Neste mesmo diapasão, em plena novela das nove, na Globo, há o vai-e-vem entre Kelvin e Ramiro (este revolvendo ante a questão “dúvida” da sexualidade), séries surgem cotidianamente retratando adolescentes, jovens e idosos que se descobrem, se entendem e, fundamentalmente, vivem suas verdades ante gênero e sexualidade.

Acredito não ter capacidade de escrever aqui o quanto isso é importante. Principalmente para adolescentes e jovens que começam a entender o seu lugar no mundo, mas não só para eles. Há o caso de pessoas que passam uma vida como que sendo levadas por uma corrente social que os leva aos papéis de gênero e sexualidade majoritários que não os compreende de verdade.

A chamada “heterossexualidade compulsória” em nossa sociedade já define papéis de gênero antes mesmo da criança nascer. A máxima eternizada pela senadora, então ministra, Damares Alves, que “menino veste azul e menina veste rosa”, é uma violência ante qualquer pessoa minimamente diferente.

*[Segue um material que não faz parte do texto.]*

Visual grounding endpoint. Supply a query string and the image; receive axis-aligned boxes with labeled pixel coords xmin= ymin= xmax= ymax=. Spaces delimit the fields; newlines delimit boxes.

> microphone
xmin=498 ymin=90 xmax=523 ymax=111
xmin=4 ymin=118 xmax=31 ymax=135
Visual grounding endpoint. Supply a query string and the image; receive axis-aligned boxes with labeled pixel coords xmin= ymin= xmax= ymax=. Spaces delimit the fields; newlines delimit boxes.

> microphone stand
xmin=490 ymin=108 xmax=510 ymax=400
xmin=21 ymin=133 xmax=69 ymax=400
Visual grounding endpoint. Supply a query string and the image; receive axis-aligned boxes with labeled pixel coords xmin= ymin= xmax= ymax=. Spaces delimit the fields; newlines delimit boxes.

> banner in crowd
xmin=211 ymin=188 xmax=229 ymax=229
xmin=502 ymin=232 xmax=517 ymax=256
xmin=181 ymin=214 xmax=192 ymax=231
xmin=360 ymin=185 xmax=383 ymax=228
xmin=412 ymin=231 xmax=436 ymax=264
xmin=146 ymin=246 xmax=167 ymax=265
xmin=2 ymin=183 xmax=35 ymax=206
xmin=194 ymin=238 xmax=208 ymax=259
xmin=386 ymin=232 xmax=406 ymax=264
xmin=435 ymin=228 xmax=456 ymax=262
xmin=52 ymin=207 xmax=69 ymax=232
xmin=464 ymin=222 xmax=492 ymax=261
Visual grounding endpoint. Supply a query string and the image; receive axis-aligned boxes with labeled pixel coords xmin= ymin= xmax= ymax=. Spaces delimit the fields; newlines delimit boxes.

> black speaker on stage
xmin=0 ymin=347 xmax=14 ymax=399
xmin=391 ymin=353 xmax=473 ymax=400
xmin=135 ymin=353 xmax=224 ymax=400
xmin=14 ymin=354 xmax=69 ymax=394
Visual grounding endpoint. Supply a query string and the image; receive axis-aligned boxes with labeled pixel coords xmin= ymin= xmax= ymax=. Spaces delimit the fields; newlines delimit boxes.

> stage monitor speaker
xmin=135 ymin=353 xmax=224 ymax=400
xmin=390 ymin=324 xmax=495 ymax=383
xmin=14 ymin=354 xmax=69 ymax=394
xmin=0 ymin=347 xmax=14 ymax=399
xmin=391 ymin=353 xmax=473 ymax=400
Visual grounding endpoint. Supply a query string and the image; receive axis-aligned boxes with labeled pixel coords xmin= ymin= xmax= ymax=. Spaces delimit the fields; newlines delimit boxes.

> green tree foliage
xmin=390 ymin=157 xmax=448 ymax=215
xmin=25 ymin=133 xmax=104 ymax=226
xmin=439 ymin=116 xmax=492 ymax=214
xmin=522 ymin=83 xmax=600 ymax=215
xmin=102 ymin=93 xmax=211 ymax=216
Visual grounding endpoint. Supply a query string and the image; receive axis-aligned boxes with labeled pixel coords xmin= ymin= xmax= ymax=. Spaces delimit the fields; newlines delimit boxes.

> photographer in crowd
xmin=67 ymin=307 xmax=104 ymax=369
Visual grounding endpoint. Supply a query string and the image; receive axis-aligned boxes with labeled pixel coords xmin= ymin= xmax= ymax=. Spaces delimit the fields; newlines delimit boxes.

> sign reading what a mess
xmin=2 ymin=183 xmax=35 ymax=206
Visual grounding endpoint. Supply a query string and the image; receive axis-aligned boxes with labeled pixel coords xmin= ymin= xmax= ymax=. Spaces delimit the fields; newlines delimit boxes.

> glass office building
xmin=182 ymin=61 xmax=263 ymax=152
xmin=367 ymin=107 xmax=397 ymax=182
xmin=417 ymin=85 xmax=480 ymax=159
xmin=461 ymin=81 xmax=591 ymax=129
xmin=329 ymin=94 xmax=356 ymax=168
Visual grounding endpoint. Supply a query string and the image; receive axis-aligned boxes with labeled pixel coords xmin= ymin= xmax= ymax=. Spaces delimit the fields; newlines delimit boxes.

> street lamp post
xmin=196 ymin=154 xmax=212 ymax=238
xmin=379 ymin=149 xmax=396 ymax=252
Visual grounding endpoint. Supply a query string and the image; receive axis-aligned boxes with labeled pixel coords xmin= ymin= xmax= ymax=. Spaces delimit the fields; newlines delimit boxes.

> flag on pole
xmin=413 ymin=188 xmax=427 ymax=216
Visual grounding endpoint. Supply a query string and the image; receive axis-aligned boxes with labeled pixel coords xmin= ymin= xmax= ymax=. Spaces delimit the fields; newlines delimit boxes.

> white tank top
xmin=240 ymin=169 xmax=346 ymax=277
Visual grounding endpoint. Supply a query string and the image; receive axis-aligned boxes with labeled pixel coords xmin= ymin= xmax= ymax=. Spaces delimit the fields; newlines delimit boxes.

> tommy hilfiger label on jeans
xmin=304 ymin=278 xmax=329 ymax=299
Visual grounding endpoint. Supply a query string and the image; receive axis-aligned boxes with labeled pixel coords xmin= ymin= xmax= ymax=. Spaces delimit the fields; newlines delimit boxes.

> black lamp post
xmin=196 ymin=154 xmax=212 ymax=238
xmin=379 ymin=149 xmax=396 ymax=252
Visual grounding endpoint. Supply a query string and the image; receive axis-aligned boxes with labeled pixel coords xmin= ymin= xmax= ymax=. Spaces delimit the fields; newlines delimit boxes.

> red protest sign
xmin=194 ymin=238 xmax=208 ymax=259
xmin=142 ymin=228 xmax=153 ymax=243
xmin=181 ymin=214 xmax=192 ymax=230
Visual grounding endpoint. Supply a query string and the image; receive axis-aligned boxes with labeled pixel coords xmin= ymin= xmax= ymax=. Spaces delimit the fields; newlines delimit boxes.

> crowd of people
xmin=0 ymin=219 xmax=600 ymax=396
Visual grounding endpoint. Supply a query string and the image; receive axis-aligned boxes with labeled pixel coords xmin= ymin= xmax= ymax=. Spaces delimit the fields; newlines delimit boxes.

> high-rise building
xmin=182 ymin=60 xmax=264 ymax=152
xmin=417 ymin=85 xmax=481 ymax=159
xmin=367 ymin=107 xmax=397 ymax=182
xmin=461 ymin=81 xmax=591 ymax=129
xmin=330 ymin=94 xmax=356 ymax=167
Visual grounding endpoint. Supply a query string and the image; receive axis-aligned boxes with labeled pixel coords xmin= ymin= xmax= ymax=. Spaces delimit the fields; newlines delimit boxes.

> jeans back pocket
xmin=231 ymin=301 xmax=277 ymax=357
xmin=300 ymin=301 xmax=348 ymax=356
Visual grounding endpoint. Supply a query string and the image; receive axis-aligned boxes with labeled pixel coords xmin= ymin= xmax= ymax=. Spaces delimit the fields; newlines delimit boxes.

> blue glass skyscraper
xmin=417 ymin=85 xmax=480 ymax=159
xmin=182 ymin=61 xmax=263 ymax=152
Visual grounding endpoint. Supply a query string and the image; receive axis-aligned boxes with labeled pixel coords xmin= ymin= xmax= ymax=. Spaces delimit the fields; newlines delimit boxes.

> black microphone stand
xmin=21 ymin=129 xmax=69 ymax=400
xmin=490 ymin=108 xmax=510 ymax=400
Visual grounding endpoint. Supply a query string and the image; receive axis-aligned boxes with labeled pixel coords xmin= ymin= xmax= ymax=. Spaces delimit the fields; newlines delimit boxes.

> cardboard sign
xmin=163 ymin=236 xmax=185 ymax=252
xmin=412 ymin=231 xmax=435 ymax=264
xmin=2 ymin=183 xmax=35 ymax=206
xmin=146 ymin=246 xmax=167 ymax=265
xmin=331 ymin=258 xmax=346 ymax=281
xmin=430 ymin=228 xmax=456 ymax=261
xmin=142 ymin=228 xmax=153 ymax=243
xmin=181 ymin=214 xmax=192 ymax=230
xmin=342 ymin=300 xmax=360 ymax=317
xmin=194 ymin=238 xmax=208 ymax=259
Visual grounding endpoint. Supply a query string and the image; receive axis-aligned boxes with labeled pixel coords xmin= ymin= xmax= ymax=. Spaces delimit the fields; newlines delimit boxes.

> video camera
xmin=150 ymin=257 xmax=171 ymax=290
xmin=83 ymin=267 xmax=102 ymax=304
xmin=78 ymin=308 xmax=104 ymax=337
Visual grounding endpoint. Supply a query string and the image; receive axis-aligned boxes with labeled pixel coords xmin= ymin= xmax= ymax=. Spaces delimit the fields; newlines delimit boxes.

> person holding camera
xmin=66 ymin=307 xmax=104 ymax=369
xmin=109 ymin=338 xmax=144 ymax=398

Coloca meninas no alto de torres a espera de príncipes e meninos em campos de futebol. Crianças muito jovens já são perguntadas se tem “namoradinhos” antes mesmo de saberem o que significa ter um namorado.

Espero que questões como a “ideologia de gênero”, falácia muito apreciada pelos acólitos do ex-presidente, se basearia na “doutrinação” de crianças para adotarem padrões de gênero e sexualidade fora da “tradicional” cis-heteronormatividade, voltem ao submundo da ignorância junto com as teorias da Terra plana. O que muitos parecem ignorar é que determinar uma identidade de gênero e uma sexualidade, muitas vezes, a crianças que sequer nasceram é a verdadeira “doutrinação”, pois ao contrário de mostrar que há um mundo de possibilidade quanto a amores e profissões, tolhemos a enorme força vital e criativa desses pequenos seres.

Ainda, quanto tempo levou para que pessoas que viviam uma vida “comum”, percebessem que seus relacionamentos abusivos, suas dinâmicas de gênero e até mesmo sua sexualidade se baseavam em uma dinâmica social que impunha o homem branco, cisgênero e heterossexual com o personagem principal de todas as dinâmicas sociais?

Precisou-se de muitos pioneiros e pioneiras para que pudéssemos ver que negros, indígenas, homossexuais, transgêneros, e tantos outros em locais de poder. Apenas nas últimas eleições elegemos deputadas federais trans, apesar de contarmos com alguns senadores e governadores homossexuais, ainda há toda uma questão racial envolvida.

Negros e indígenas, que são numericamente a maioria da população ainda são assustadoramente poucos em posições de poder.

A posse de Cristiano Zanin como novo ministro do Supremo Tribunal Federal, é prova que ainda temos um grande caminho a percorrer. Apesar do presidente Lula ter nomeado a primeira mulher indígena para chefiar a FUNAI e ser o primeiro a criar um Ministério dos Povos Indígenas, no âmbito do judiciário vemos a corte máxima do país totalmente compreendida por pessoas brancas e em sua enorme maioria por homens. Ainda, o poder legislativo também é, em sua composição, totalmente diferente das estatísticas populacionais de nosso país.

Se na esfera pública, que é conhecida por sua política de igualdade de gênero em termos de contratações e remunerações, o que esperar da iniciativa privada? Os concursos públicos não fazem diferenciação entre a contratação de homens e mulheres, mas é inevitável que observemos a predominância de homens, principalmente em cargos de poder.

Sem contar a insignificância de pessoas negras ingressando em carreiras de prestígio.

Por mais que a lei não permita a diferenciação entre homens e mulheres no funcionarismo público, as dinâmicas sociais impedem que mulheres ingressem em carreiras de ponta. Em muitos casos, a mudança de cidade ou uma rotina de trabalho com mais horas é incompatível com as múltiplas jornadas que ainda recaem sobre as mulheres.

Assim, a representatividade, seja na novela ou no STF, é fundamental para todos nós que não nos enquadramos no pequeno quadro de homens brancos cisgêneros e heterossexuais, possamos nos imaginar, e vermos que é possível que ocupemos lugares na sociedade onde nossa existência é respeitada e valorizada, e mais, que os novos pontos de vistas trazidos por pessoas diferentes possam cada vez mais engrandecer nossa sociedade e torna-la cada vez mais plural.